Ilan sendiri meragukan bahwa Mazar telah menemukan istana Raja Daud. "Naluri saya mengatakan bahwa ini bangunan yang berasal dari abad ke-8 atau ke-9 SM," katanya, yang dibangun seratus tahun atau lebih setelah Sulaiman wafat pada 930 SM. Lebih dari itu, para pengecam mempertanyakan motivasi Mazar. Mereka mengamati bahwa kegiatan penggaliannya disponsori oleh dua organisasi—City of David Foundation dan Shalem Center—yang dimaksudkan untuk meneguhkan klaim Israel atas kawasan itu. Dan para pengecam itu mencemooh Mazar yang menggunakan metode kuno yang dianut leluhurnya yang juga ahli arkeologi, seperti kakeknya, yang tanpa tedeng aling-aling melakukan penggalian dengan mengacu pada Alkitab.
Dulu, para ahli arkeologi terbiasa menggunakan Alkitab sebagai panduan, namun sekarang metode tersebut ditentang secara luas, dianggap sebagai nalar berputar-putar yang tidak ilmiah—dan dengan sangat tegas dianggap demikian oleh biang-penentangnya, yakni Finkelstein yang berkebangsaan Israel dari Tel Aviv University, yang dengan penuh semangat selalu menepiskan anggapan seperti itu. Dia dan para pendukung lain yang meyakini "pembangunan bukan di zaman Daud" mengatakan bahwa kebanyakan bukti arkeologis di wilayah Israel dan sekitarnya menunjukkan bahwa masa yang dikemukakan oleh para ilmuwan Alkitab lebih tua satu abad. Bangunan "masa Sulaiman" yang digali oleh para arkeologi pengacu Alkitab dalam kurun waktu beberapa dasawarsa terakhir di Hazor, Gezer, dan Megiddo tidak dibangun pada masa Daud dan Sulaiman, katanya, sehingga pastilah dibangun oleh para raja abad ke-9 SM dari dinasti Omride, puluhan tahun sesudah masa pemerintahan Daud dan Sulaiman.

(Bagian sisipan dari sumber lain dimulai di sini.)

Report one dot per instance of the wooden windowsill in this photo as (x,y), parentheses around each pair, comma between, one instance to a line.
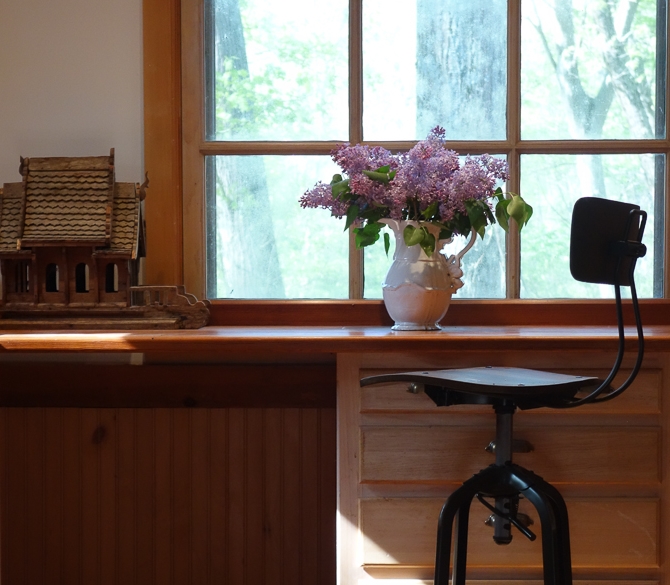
(295,343)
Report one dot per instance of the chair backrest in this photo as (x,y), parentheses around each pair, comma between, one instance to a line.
(605,243)
(605,240)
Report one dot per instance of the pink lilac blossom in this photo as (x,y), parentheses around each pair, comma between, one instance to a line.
(428,174)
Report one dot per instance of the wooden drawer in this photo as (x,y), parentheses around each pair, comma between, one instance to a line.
(605,533)
(562,454)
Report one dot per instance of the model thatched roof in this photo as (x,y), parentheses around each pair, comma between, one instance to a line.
(70,202)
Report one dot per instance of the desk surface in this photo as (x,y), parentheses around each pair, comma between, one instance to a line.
(326,340)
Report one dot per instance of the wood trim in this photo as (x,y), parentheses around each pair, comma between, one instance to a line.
(296,345)
(162,141)
(168,386)
(510,312)
(193,136)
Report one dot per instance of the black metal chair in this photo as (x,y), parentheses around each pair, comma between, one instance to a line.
(605,243)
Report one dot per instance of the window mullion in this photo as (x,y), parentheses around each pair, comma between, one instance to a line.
(513,257)
(356,269)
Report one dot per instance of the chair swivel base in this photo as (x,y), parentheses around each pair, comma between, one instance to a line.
(505,481)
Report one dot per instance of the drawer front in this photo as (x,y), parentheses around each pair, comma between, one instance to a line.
(561,454)
(605,533)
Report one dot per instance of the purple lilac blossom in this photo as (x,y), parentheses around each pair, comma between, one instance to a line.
(426,174)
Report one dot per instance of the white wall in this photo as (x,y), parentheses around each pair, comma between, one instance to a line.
(71,82)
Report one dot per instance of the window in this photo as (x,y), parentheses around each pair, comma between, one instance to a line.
(573,94)
(51,278)
(111,277)
(81,276)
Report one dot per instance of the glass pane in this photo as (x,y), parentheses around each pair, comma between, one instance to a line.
(261,243)
(589,70)
(434,62)
(277,70)
(551,184)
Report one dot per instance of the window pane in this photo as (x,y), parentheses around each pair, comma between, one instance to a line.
(434,62)
(483,266)
(277,70)
(589,70)
(261,244)
(551,184)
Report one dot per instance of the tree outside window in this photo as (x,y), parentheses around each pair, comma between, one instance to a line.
(571,92)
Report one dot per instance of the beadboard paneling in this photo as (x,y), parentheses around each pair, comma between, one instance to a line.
(168,496)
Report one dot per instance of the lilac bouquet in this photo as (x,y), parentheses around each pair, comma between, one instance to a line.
(428,184)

Pada masa pemerintahan Daud, menurut Finkelstein, Yerusalem tidak lebih dari sekadar "pedesaan di perbukitan." Daud sendiri adalah pemuda miskin bersahaja, namun berambisi, yang bersaudara dengan Pancho Villa. Jumlah pengikutnya mungkin "500" orang bersenjatakan tongkat, suka berteriak-teriak serta memaki-maki dan meludah—bukan anggota pasukan hebat mengendarai kereta kuda seperti yang diceritakan dalam Alkitab.
"Tentu saja kita tidak sedang menyaksikan istana Daud!" Filkenstein bersuara lantang begitu disinggung perihal temuan Mazar. "Maksud saya, yang benar sajalah. Saya menghormati upayanya. Saya menyukainya—dia wanita yang menyenangkan. Tetapi, tafsiran ini—bagaimana mengatakannya ya—agak naif."